About my Blog

writing  often it is the only thing between you and impossibility. no drink, no woman's love, no wealth can match it.  nothing can save you except writing.  it keeps the walls from failing. the hordes from closing in.  it blasts the darkness.  writing is the ultimate psychiatrist,  the kindliest god of all the gods.  writing stalks death. it knows no quit.  and writing laughs at itself, at pain.  it is the last expectation, the last explanation.  that's what it is. 

mercoledì 14 ottobre 2009

L'insostenibile inevitabilità del ritorno.


E' da un pò che ho deciso di riprendere a leggere con più frequenza. Sarà perchè ultimamente ho più tempo libero, ma anche perchè ho una lista di millemila libri in attesa di essere divorati, per ora parcheggiati sulle mensole, i quali dall'alto sembrano osservarmi con occhi delusi e rimproverarmi tacitamente per la mia presuntuosa indifferenza nei loro confronti. Qualcuno di loro è già stato iniziato e giace impaziente sulle mensole più basse, esibendo fiero uno speranzoso segnalibro laddove la lettura, per i motivi più svariati, si era bruscamente o gradualmente interrotta. Altri invece profumano ancora di nuovo: le pagine perfettamente lisce e nessun segno estraneo a testimoniarne l'uso. Su tutti però, in cima alla prima pagina, campeggia il mio nome e la data in cui è stato comprato. In alcuni casi anche il luogo, qualora fosse particolarmente rilevante. Come una fotografia di un momento, come se rileggendo quelle due righe io possa improvvisamente rivedere il momento esatto in cui decisi di portarmi a casa quella nuova creatura d'inchiostro, chiedendomi se mi sarebbe piaciuto o meno.
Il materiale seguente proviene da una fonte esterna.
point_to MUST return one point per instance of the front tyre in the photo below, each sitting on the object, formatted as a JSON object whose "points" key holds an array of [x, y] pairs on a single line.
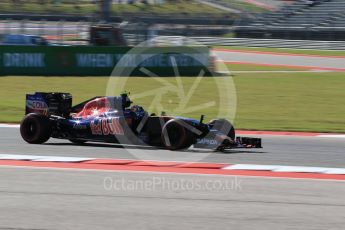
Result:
{"points": [[35, 128]]}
Ma non tergiversiamo oltre.

Ieri avevo un paio d'ore da ingannare ed ho continuato la lettura del romanzo di Kundera "L'insostenibile leggerezza dell'essere" (comprato nel 2005, iniziato subito e interrotto per chissà quale motivo, infine ripreso dal dimenticatoio qualche settimana fa). Matita alla mano, (utile per sottolineare le parti che più mi colpiscono), mi immergo nel mondo fatto di incontri, ritorni, abbandoni e scontri dei protagonisti, ritrovandomi a sottolineare con particolare veemenza alcuni passaggi, annuendo leggermente o sogghignando in silenzio ad altri. Poi tutto d'un tratto succede: giro la pagina e trovo una sottolineatura di qualche anno fa, risalente alla prima, svogliata lettura. Lo stupore di ritrovare un'abitudine che, scioccamente, credevo appartenesse solo al presente. Ma evidentemente questo presente era presente già in passato.Fisso con malcelata indignazione le parole sottolineate, ed è come se la mano che impugnava allora la matita non fosse la mia, come un tratto fuori luogo nel bel mezzo di un'esperienza che sembrava (o che speravo fosse) esclusivamente nuova, illuminante. Smetto di fissare con astio quel tratto di matita così fino e insolitamente preciso ed avvicino la mia; sospiro rassegnata e con un mezzo sorriso lo ricalco con decisione, stavolta riconoscendomi pienamente e sentendo quelle parole risuonare nella mia testa, ritmiche e scandalosamente vere. E stavolta, forse, dotate di un significato più pieno e completo, proprio come il rinnovato tratto di una matita, più corposo e consapevole, passato su una vecchia sbiadita sottolineatura.

"Sulle spalle di Sabina non era caduto un fardello, ma l'insostenibile leggerezza dell'essere"

Danielagna.

1 commenti:

7di9 ha detto...

Io non sottolineo mai. Perché temo, quando andrò a rileggermi, di essere in disaccordo con il vecchio me. Certo, non è costruttivo (bisogna evolvere), ma mi inquieterebbe dovermi cancellare. Tutto è bene, finché dura. Meglio non disturbare l'illusione.